Basic science findings at Joslin Diabetes Center have already led to a clinical trial of an anti-inflammatory agent for treating type 2 diabetes. Six years ago, Steven Shoelson, HMS professor of medicine at Joslin, reported that very high doses of aspirin worked through a key molecular pathway to improve insulin–glucose tolerance and insulin sensitivity and lowered blood lipid levels in rodents.

The paper set the stage for a multicenter clinical trial to test a stomach-saving formulation called salsalate, said Joslin colleague Allison Goldfine, an HMS assistant professor of medicine. The trial began enrolling people with type 2 diabetes in January. A therapeutically effective dose appears to be very close to the amount that causes ringing in the ears, so the protocol allows participants to adjust down to the maximally tolerated dose.

Immune Cells on the Scene

Macrophages are coming under scrutiny for their role in this mix of disorders as cellular mediators of insulin resistance. In obesity, fat cells recruit these immune-cell henchmen. Somehow, fat and macrophages work together to increase insulin resistance, said Haiyan Xu, assistant professor of medicine at Brown Medical School.

“We don’t know how macrophages and adipocytes interact, but that’s when inflammation and insulin resistance occur,” said Andrew Greenberg, director of the Obesity and Metabolism Laboratory at Tufts University. Macrophage infestation seems to correlate with adipocyte death, he said, as he showed slides of macrophages in fat. They fused to form multinuclear giant cells in “crownlike” structures that engulfed atrophied adipocytes.

In fat, macrophages switch their phenotype from burning glucose for energy to oxidizing free fatty acids, said Chih-Hao Lee, HSPH assistant professor of genetics and complex diseases. In contrast to the classic acute pro-inflammatory phenotypes, the transformed macrophages in fat secrete altered combinations of low-grade inflammatory molecules. A fatty acid–binding receptor on macrophages called PPAR-delta seems to be the gatekeeper sustaining the macrophages in an anti-inflammatory stage, Lee said.

Certain types of free fatty acids, byproducts of dietary fat, also activate a membrane molecule, toll-like receptor 4 (Tlr4), to turn on production of the interleukin-6 inflammatory cytokines, said Jeffrey Flier, the George C. Reisman professor of medicine at HMS and Beth Israel Deaconess Medical Center. Toll-like receptors are key molecules that help alert the immune system to the presence of microbial infections. “Our hypothesis is that Tlr4 is a previously unappreciated link between innate immunity and metabolic function,” Flier said.

The fattening of America can be thought of as a scourge of inflammation that contributes to the rising type 2 diabetes and other health problems, suggested speakers at the 2007 Postgraduate Nutrition Symposium. Adapted from CDC.

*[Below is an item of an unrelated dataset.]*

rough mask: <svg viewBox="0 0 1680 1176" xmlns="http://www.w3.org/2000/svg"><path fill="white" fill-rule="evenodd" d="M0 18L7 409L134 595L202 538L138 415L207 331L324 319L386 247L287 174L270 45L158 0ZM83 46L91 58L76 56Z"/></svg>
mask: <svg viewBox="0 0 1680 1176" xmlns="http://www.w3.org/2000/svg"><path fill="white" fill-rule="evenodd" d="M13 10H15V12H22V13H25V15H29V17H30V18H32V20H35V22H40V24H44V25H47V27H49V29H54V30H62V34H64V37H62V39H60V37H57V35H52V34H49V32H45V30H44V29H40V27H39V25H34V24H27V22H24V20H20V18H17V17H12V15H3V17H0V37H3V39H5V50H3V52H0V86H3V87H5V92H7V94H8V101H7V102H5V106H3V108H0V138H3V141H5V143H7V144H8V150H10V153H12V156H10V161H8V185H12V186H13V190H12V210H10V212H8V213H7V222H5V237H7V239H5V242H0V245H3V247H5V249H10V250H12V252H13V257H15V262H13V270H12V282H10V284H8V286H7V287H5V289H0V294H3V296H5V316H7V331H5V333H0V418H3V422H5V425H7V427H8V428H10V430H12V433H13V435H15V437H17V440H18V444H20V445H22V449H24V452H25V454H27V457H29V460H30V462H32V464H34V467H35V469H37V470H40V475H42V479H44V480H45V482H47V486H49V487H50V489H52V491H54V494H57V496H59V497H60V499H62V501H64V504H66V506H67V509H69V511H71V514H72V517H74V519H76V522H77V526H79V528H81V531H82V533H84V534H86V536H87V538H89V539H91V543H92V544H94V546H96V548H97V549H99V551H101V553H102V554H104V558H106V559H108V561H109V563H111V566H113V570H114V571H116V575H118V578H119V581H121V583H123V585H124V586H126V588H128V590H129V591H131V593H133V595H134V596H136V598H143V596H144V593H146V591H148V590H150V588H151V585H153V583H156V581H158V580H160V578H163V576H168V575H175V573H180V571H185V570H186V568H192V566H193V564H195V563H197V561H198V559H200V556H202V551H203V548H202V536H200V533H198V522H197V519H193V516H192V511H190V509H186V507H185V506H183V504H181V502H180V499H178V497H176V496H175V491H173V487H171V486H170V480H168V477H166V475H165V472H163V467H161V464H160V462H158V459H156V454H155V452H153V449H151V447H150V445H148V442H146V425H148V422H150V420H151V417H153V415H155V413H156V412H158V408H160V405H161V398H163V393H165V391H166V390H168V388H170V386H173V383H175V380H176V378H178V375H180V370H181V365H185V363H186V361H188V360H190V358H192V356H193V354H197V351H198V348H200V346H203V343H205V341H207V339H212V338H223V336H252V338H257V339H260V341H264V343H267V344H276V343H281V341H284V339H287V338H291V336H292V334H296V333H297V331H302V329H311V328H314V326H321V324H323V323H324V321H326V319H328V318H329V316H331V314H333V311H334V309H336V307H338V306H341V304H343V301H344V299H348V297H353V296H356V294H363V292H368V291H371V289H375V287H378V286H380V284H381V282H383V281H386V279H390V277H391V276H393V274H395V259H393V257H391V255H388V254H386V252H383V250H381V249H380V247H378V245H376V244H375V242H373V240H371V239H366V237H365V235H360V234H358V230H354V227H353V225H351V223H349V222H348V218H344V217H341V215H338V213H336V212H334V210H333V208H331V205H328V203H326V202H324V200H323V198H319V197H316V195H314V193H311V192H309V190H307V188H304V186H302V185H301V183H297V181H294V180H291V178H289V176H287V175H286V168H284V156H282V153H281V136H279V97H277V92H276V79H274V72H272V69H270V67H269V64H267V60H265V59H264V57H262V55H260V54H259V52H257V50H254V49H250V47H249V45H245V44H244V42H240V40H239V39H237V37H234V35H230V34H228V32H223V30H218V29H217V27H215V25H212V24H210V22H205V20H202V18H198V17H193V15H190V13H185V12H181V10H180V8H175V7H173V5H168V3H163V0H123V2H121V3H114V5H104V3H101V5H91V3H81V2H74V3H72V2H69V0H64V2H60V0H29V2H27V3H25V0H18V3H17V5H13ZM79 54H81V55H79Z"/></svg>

Most people these days have detectable atherosclerosis beginning in the preteen years. The danger comes from those plaques with necrotic cores composed of a macrophage graveyard, said Ira Tabas, the Stock professor of medicine at Columbia University. Macrophage death pathways, possibly from endoplasmic reticulum stress, are upregulated in insulin-resistant states, said Tabas, who, with collaborators at Columbia, conducted some of these studies in mice.

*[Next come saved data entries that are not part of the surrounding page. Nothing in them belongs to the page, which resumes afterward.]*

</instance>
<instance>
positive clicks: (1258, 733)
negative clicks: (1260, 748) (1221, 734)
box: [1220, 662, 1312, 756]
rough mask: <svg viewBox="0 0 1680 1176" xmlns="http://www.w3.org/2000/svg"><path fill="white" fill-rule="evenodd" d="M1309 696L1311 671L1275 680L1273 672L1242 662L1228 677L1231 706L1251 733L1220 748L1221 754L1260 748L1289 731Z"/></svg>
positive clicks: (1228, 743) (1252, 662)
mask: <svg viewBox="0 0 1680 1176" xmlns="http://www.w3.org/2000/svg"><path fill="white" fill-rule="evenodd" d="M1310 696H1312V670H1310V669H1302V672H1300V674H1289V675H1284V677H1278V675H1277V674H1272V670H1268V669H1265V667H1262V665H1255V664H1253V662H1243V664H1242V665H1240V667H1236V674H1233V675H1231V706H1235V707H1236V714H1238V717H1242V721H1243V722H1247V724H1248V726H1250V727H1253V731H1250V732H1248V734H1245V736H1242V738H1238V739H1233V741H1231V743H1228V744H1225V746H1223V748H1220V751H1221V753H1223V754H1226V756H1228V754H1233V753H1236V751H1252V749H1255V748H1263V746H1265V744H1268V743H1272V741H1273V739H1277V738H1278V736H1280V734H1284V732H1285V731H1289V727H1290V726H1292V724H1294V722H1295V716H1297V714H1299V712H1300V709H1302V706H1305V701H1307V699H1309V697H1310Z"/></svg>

Unfortunately, experimental drugs that block the normal storage form of cholesterol were shown to increase heart disease, particularly in people with obesity and diabetes. It is possible that this adverse effect was due to the buildup of the free form of cholesterol in macrophages, which seems to accelerate macrophage death and hardening of the arteries, he said. The drugs were discontinued.